LINUXGAMES

PS3 Linux Fix and RSX Woes

December 20th, 2007 by Crusader

The latest firmware update for the PlayStation 3 game console from Sony Computer Entertainment, version 2.10, broke compatibility with some Linux kernels, causing boot failures:

As of PS3 firmware version 2.10, the GPU command buffer size must be at least 2 MiB large. Since we use only a small part of the GPU command buffer and don’t want to waste precious XDR memory, move the GPU command buffer back to the start of the XDR memory reserved for ps3fb and let the unused part overlap with the actual frame buffer.

Fortunately, (thanks Onken), Sony’s Geoff Levand has published a patch:

A frame buffer bug was introduced into the ps3-linux.git tree on Aug 17th. It was fixed Dec 17th. Any kernels with this bug will not boot on firmware 2.10. The bug only effects systems with firmware 2.10 (and later). The bug is not hit with older firmware.

[...]

The kernel sources used for CELL-Linux-CL_20071023-ADDON has this bug.

This older version of kboot should work:

http://www.kernel.org/pub/linux/kernel/people/geoff/cell/kboot-20070831.bld

You’ll most likely need to update your installed (second stage) kernel also.

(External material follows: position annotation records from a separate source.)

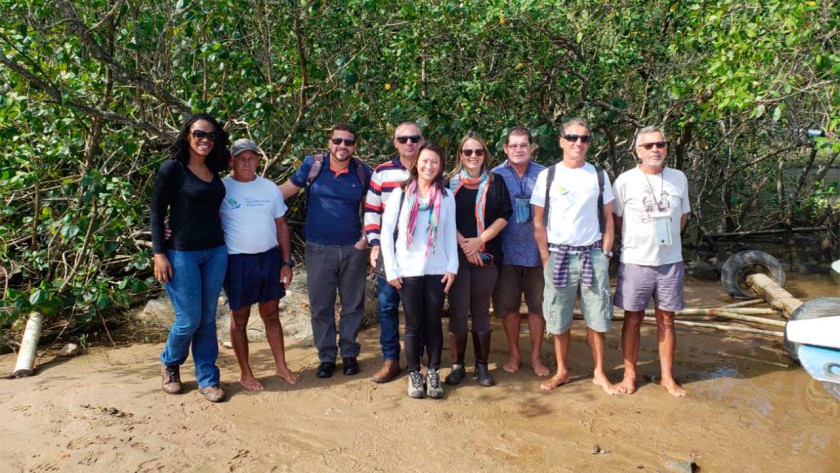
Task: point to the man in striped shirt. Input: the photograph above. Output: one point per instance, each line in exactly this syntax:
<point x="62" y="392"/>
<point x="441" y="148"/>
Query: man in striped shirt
<point x="387" y="177"/>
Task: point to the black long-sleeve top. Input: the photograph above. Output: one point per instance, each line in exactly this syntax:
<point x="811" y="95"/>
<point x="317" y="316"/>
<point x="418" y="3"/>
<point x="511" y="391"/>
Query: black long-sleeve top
<point x="193" y="206"/>
<point x="497" y="206"/>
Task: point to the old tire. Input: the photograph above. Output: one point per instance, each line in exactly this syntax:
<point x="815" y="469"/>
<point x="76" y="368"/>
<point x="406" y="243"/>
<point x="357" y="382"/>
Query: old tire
<point x="813" y="309"/>
<point x="740" y="265"/>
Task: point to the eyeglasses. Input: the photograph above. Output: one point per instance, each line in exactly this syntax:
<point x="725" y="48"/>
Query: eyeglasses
<point x="338" y="141"/>
<point x="413" y="138"/>
<point x="658" y="144"/>
<point x="468" y="152"/>
<point x="573" y="138"/>
<point x="199" y="134"/>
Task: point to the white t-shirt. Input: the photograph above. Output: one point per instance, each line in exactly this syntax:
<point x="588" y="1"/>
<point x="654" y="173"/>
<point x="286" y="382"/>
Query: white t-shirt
<point x="408" y="262"/>
<point x="573" y="213"/>
<point x="248" y="213"/>
<point x="641" y="199"/>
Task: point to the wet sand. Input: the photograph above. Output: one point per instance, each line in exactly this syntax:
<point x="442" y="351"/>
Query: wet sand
<point x="749" y="408"/>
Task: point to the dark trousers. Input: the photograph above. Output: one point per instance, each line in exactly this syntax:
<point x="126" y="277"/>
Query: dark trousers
<point x="332" y="268"/>
<point x="422" y="298"/>
<point x="469" y="297"/>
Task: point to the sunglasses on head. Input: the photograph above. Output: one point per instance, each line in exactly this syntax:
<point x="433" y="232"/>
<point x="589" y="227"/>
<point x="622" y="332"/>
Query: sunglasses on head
<point x="658" y="144"/>
<point x="413" y="138"/>
<point x="338" y="141"/>
<point x="199" y="134"/>
<point x="468" y="152"/>
<point x="573" y="138"/>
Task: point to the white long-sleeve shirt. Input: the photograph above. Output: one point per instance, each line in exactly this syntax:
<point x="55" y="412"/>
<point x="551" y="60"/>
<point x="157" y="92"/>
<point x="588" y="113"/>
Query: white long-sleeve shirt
<point x="408" y="262"/>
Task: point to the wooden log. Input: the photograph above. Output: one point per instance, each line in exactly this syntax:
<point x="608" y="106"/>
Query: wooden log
<point x="29" y="344"/>
<point x="774" y="294"/>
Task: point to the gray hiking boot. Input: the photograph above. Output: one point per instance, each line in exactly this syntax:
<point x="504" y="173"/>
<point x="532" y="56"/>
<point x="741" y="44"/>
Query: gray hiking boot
<point x="433" y="388"/>
<point x="415" y="385"/>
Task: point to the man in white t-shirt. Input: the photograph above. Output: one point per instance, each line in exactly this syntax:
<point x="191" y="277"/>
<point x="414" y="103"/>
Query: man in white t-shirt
<point x="259" y="258"/>
<point x="651" y="208"/>
<point x="575" y="240"/>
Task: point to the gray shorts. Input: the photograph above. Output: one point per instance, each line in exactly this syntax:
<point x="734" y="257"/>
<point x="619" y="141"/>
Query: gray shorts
<point x="513" y="281"/>
<point x="637" y="284"/>
<point x="595" y="301"/>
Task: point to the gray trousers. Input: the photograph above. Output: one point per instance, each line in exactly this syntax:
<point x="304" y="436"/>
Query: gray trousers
<point x="332" y="268"/>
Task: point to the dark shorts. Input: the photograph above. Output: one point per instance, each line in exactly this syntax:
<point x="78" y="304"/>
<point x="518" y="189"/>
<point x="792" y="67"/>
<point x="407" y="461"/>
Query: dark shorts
<point x="513" y="281"/>
<point x="637" y="284"/>
<point x="253" y="278"/>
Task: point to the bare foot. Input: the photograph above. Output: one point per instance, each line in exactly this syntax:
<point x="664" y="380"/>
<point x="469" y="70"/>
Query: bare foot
<point x="627" y="385"/>
<point x="513" y="364"/>
<point x="288" y="375"/>
<point x="606" y="385"/>
<point x="539" y="368"/>
<point x="558" y="379"/>
<point x="250" y="383"/>
<point x="673" y="388"/>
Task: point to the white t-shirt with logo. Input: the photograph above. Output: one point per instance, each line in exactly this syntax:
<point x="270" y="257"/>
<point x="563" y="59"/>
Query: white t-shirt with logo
<point x="248" y="213"/>
<point x="573" y="211"/>
<point x="640" y="200"/>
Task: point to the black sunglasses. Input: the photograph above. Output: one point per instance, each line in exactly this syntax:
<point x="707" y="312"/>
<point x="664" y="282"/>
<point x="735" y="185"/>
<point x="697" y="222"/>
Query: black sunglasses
<point x="413" y="138"/>
<point x="199" y="134"/>
<point x="338" y="141"/>
<point x="469" y="152"/>
<point x="573" y="138"/>
<point x="658" y="144"/>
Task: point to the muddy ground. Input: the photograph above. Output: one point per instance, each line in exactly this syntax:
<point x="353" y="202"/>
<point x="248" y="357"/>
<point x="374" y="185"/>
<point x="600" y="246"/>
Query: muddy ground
<point x="749" y="408"/>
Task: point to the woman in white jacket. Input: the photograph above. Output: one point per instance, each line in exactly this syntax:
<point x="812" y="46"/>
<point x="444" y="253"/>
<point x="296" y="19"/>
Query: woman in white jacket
<point x="422" y="262"/>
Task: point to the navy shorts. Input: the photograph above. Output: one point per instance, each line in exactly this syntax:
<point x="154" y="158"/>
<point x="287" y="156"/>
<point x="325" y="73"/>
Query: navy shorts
<point x="253" y="278"/>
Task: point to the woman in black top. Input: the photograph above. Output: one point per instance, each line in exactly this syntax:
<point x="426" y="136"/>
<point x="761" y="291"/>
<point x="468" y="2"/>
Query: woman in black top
<point x="482" y="207"/>
<point x="192" y="262"/>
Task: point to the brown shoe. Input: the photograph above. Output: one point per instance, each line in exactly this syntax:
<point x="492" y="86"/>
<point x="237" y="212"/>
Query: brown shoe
<point x="213" y="393"/>
<point x="171" y="379"/>
<point x="390" y="370"/>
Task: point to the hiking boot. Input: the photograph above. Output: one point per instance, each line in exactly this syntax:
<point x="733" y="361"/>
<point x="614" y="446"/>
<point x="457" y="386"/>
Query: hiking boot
<point x="456" y="374"/>
<point x="213" y="393"/>
<point x="433" y="388"/>
<point x="415" y="385"/>
<point x="171" y="379"/>
<point x="390" y="370"/>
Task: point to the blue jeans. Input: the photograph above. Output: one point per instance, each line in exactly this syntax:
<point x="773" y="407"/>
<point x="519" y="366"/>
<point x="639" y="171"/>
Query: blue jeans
<point x="389" y="319"/>
<point x="197" y="278"/>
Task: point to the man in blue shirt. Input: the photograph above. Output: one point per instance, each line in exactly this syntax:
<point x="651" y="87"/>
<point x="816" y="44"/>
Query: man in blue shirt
<point x="335" y="246"/>
<point x="521" y="270"/>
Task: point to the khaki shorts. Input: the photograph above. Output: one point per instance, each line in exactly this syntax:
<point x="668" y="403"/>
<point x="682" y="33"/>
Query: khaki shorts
<point x="595" y="301"/>
<point x="514" y="280"/>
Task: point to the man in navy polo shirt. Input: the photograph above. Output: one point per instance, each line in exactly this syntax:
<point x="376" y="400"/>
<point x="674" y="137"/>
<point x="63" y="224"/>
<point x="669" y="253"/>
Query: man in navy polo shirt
<point x="521" y="270"/>
<point x="335" y="247"/>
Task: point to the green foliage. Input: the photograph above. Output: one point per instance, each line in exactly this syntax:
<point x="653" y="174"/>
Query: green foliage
<point x="92" y="92"/>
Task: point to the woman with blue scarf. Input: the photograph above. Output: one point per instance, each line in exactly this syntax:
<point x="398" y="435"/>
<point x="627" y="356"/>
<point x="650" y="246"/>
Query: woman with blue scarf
<point x="482" y="208"/>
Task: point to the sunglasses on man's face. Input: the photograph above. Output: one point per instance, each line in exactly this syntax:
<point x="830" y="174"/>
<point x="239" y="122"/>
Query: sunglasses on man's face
<point x="338" y="141"/>
<point x="413" y="138"/>
<point x="468" y="152"/>
<point x="573" y="138"/>
<point x="658" y="144"/>
<point x="201" y="134"/>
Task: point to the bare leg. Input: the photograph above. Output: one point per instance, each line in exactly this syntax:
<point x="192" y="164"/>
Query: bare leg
<point x="536" y="325"/>
<point x="630" y="340"/>
<point x="667" y="346"/>
<point x="270" y="313"/>
<point x="239" y="339"/>
<point x="511" y="323"/>
<point x="599" y="377"/>
<point x="561" y="351"/>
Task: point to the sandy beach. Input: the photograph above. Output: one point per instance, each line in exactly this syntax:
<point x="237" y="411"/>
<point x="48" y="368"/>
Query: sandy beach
<point x="749" y="408"/>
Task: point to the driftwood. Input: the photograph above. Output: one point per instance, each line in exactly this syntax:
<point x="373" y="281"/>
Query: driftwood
<point x="774" y="294"/>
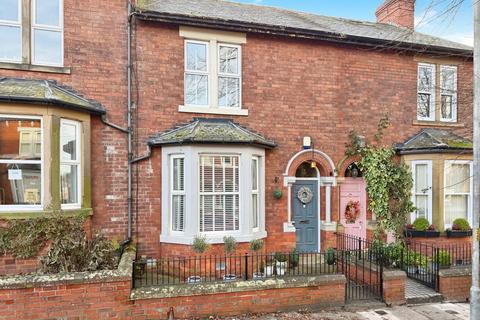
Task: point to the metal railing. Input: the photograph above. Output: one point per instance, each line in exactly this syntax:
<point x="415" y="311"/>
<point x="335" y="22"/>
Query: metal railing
<point x="228" y="268"/>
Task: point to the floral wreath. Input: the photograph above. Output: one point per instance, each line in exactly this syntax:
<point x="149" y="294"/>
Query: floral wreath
<point x="352" y="211"/>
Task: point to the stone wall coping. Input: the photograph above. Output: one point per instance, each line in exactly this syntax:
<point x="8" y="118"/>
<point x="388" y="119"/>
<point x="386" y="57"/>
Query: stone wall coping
<point x="171" y="291"/>
<point x="122" y="273"/>
<point x="391" y="274"/>
<point x="461" y="271"/>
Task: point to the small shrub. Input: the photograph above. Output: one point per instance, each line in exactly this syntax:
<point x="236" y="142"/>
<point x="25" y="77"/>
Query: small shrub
<point x="256" y="245"/>
<point x="230" y="244"/>
<point x="200" y="244"/>
<point x="461" y="225"/>
<point x="442" y="258"/>
<point x="421" y="224"/>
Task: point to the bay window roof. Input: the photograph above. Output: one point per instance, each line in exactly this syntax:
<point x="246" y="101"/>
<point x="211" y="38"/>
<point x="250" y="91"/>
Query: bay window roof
<point x="46" y="92"/>
<point x="433" y="141"/>
<point x="211" y="131"/>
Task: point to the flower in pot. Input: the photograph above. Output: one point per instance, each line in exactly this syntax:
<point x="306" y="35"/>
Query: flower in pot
<point x="255" y="247"/>
<point x="331" y="256"/>
<point x="460" y="228"/>
<point x="230" y="246"/>
<point x="442" y="259"/>
<point x="199" y="246"/>
<point x="280" y="263"/>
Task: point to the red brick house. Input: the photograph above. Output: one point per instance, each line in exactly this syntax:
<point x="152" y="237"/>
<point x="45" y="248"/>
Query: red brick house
<point x="238" y="118"/>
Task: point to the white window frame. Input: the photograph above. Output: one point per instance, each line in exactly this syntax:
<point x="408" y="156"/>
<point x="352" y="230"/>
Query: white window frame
<point x="429" y="193"/>
<point x="453" y="94"/>
<point x="256" y="224"/>
<point x="196" y="72"/>
<point x="432" y="93"/>
<point x="229" y="75"/>
<point x="214" y="193"/>
<point x="77" y="162"/>
<point x="36" y="26"/>
<point x="177" y="193"/>
<point x="39" y="207"/>
<point x="17" y="23"/>
<point x="470" y="194"/>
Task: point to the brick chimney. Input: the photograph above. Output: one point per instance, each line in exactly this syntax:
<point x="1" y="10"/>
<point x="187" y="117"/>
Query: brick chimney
<point x="397" y="12"/>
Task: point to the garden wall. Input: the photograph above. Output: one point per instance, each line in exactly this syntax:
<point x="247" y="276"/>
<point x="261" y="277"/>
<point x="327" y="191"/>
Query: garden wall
<point x="108" y="294"/>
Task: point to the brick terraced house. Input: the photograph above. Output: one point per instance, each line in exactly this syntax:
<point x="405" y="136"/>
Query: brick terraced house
<point x="211" y="117"/>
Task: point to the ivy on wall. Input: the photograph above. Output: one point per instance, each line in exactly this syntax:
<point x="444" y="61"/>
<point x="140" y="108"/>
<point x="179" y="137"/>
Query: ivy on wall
<point x="70" y="250"/>
<point x="389" y="183"/>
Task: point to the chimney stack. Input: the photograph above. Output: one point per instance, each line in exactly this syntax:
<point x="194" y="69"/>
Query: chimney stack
<point x="397" y="12"/>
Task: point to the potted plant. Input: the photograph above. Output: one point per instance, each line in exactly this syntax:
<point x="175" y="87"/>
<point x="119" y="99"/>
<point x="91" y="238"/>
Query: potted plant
<point x="255" y="246"/>
<point x="331" y="256"/>
<point x="280" y="263"/>
<point x="230" y="245"/>
<point x="442" y="260"/>
<point x="421" y="228"/>
<point x="199" y="246"/>
<point x="460" y="228"/>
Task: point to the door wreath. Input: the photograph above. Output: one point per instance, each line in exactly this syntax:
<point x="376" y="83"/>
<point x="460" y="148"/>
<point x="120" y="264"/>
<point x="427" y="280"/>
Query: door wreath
<point x="352" y="211"/>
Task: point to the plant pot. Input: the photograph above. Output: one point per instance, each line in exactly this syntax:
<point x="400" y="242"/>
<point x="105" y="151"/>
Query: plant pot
<point x="458" y="233"/>
<point x="194" y="279"/>
<point x="229" y="277"/>
<point x="281" y="268"/>
<point x="422" y="234"/>
<point x="269" y="271"/>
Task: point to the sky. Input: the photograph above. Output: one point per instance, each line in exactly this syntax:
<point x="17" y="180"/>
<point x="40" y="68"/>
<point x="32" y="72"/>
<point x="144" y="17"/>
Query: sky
<point x="431" y="16"/>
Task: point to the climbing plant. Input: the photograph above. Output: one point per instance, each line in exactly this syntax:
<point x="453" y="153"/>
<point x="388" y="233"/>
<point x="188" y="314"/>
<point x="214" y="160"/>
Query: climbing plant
<point x="389" y="183"/>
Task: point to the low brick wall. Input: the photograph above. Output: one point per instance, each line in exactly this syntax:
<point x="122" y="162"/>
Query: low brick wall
<point x="455" y="283"/>
<point x="108" y="294"/>
<point x="394" y="287"/>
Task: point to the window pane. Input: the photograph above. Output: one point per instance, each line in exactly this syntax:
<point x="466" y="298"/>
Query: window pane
<point x="69" y="184"/>
<point x="196" y="57"/>
<point x="196" y="90"/>
<point x="455" y="207"/>
<point x="421" y="178"/>
<point x="19" y="139"/>
<point x="423" y="110"/>
<point x="178" y="212"/>
<point x="47" y="12"/>
<point x="9" y="10"/>
<point x="47" y="47"/>
<point x="11" y="39"/>
<point x="228" y="92"/>
<point x="457" y="178"/>
<point x="20" y="184"/>
<point x="178" y="174"/>
<point x="68" y="142"/>
<point x="447" y="107"/>
<point x="229" y="60"/>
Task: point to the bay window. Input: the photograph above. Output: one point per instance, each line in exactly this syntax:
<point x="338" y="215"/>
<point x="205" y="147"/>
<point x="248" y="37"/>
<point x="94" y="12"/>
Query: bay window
<point x="458" y="191"/>
<point x="210" y="190"/>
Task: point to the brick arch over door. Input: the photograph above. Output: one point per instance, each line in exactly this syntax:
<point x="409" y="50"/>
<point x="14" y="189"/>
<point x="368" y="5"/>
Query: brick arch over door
<point x="324" y="163"/>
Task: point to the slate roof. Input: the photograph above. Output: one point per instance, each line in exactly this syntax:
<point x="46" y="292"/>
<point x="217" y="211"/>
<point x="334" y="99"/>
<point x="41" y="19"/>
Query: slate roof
<point x="434" y="140"/>
<point x="215" y="131"/>
<point x="46" y="92"/>
<point x="270" y="19"/>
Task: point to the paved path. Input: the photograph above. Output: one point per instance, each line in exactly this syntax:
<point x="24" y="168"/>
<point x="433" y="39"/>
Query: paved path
<point x="435" y="311"/>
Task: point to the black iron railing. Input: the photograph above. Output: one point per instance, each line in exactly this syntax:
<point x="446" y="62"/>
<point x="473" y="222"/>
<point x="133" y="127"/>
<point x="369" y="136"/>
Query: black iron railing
<point x="228" y="268"/>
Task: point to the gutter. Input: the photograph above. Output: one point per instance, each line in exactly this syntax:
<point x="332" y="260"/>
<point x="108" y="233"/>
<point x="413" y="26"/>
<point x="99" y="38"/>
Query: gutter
<point x="301" y="33"/>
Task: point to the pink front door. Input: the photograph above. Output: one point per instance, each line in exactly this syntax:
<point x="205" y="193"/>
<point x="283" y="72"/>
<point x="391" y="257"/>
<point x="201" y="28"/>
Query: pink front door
<point x="353" y="191"/>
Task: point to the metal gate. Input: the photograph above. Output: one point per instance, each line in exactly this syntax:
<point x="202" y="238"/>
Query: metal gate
<point x="362" y="266"/>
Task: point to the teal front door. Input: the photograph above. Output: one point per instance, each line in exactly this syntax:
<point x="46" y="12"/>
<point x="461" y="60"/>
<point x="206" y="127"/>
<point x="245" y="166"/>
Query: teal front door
<point x="305" y="215"/>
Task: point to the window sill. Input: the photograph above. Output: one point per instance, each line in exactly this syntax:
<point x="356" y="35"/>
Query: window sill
<point x="16" y="215"/>
<point x="438" y="124"/>
<point x="31" y="67"/>
<point x="223" y="111"/>
<point x="213" y="239"/>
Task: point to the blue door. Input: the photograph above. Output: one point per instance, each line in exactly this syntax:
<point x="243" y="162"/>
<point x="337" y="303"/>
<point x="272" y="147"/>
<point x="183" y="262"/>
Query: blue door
<point x="305" y="214"/>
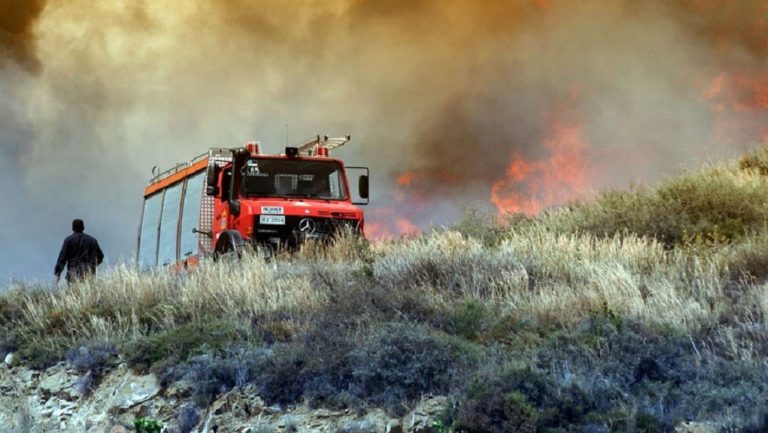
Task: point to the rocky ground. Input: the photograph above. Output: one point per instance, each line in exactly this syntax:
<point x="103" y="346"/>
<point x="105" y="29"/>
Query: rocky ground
<point x="47" y="401"/>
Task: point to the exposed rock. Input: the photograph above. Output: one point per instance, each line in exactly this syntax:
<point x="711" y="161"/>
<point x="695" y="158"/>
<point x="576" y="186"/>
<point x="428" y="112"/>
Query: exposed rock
<point x="394" y="426"/>
<point x="118" y="429"/>
<point x="59" y="384"/>
<point x="420" y="419"/>
<point x="11" y="360"/>
<point x="133" y="390"/>
<point x="696" y="427"/>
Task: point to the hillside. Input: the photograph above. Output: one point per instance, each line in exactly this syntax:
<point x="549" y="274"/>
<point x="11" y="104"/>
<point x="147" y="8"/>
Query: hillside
<point x="639" y="311"/>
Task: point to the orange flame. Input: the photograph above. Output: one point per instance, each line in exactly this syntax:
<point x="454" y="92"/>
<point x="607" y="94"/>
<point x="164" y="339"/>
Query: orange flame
<point x="531" y="186"/>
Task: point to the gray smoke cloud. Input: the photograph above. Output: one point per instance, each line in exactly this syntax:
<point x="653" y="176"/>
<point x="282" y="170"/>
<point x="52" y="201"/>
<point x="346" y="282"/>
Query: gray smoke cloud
<point x="447" y="93"/>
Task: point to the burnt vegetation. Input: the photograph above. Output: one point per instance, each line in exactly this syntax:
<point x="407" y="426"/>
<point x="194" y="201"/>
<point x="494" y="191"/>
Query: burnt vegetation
<point x="635" y="312"/>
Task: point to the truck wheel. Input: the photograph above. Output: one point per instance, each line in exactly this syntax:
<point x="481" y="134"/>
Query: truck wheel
<point x="229" y="246"/>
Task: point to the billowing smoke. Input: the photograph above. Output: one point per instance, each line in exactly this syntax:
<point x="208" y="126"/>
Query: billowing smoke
<point x="17" y="40"/>
<point x="447" y="100"/>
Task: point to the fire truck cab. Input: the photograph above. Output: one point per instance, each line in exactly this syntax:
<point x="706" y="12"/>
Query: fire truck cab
<point x="228" y="199"/>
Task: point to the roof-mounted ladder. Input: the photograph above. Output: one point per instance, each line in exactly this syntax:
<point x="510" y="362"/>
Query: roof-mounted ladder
<point x="311" y="146"/>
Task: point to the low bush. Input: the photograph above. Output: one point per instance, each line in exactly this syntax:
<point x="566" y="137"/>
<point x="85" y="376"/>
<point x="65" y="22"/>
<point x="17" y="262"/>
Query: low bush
<point x="179" y="343"/>
<point x="399" y="363"/>
<point x="188" y="418"/>
<point x="91" y="361"/>
<point x="509" y="398"/>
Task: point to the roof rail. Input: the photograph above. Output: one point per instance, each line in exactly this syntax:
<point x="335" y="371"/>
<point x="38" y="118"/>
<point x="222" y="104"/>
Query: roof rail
<point x="175" y="169"/>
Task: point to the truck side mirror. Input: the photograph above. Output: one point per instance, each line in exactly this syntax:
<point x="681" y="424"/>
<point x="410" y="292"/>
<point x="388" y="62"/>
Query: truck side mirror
<point x="212" y="179"/>
<point x="362" y="186"/>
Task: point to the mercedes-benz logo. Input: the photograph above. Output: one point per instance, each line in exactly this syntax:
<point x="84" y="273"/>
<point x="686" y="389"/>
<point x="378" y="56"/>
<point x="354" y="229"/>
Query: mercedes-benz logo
<point x="307" y="226"/>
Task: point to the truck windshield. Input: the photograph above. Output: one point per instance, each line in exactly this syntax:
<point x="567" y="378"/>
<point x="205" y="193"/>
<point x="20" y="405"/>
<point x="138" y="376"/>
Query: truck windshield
<point x="293" y="178"/>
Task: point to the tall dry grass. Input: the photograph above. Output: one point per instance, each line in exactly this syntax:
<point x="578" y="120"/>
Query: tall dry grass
<point x="687" y="255"/>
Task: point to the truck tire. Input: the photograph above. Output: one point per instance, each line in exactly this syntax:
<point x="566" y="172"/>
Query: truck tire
<point x="229" y="246"/>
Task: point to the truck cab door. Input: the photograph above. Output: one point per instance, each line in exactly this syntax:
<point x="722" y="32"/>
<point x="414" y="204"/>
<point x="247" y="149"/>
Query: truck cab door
<point x="358" y="184"/>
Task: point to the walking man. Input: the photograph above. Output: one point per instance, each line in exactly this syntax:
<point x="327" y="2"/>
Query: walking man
<point x="80" y="254"/>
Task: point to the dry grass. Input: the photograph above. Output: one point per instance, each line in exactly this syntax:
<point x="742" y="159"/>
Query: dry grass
<point x="687" y="259"/>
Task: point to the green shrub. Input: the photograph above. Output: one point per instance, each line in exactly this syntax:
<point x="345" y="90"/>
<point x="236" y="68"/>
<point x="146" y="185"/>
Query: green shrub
<point x="468" y="319"/>
<point x="147" y="425"/>
<point x="756" y="161"/>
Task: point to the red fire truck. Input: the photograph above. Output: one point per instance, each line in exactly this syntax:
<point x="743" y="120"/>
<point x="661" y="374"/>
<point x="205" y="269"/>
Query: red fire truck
<point x="227" y="199"/>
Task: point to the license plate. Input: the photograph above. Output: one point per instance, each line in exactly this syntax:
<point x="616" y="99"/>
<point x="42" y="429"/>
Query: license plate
<point x="272" y="219"/>
<point x="272" y="210"/>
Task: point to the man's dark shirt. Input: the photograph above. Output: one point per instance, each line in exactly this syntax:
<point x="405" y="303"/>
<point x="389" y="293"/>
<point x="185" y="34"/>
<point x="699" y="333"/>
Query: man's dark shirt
<point x="80" y="254"/>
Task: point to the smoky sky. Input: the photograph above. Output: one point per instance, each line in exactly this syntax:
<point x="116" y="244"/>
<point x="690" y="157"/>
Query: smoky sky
<point x="93" y="94"/>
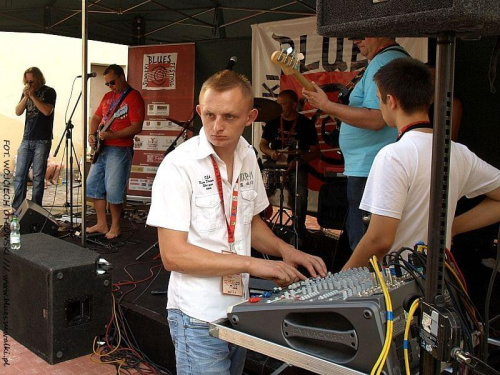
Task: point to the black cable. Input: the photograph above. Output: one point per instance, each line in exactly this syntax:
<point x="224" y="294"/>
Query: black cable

Sorry for any inconvenience.

Unfortunately, the version 2.10 firmware also blocked the method hobbyists had been using (video)to access the NVIDIA RSX GPU, leading PS2DEV to speculate on the implications:

I understand that Sony might want to keep access to the 3D aspects of the hardware for exclusive use by PS3 commercial games. However, what is the danger of allowing homebrew developers access this hardware? Is Sony concerned a developer will create a great homebrew game and sell it through a different channel? The market for “otheros” developers is so tiny that it would not be worth while. It would actually be an opportunity for Sony to potentially pick up and improve some small games ready for the Playstation Network. The reasons to allow access are numerous. Developers will create a better experience when using Linux, create great demos that explore the hardware’s capabilities and maybe create some basic games. None of these things are threatening to Sony’s core business.

It’s been gratifying to see official Linux support from Sony for the PS3, but it would be exceedingly disappointing if they were indeed actively blunting efforts to improve the platform.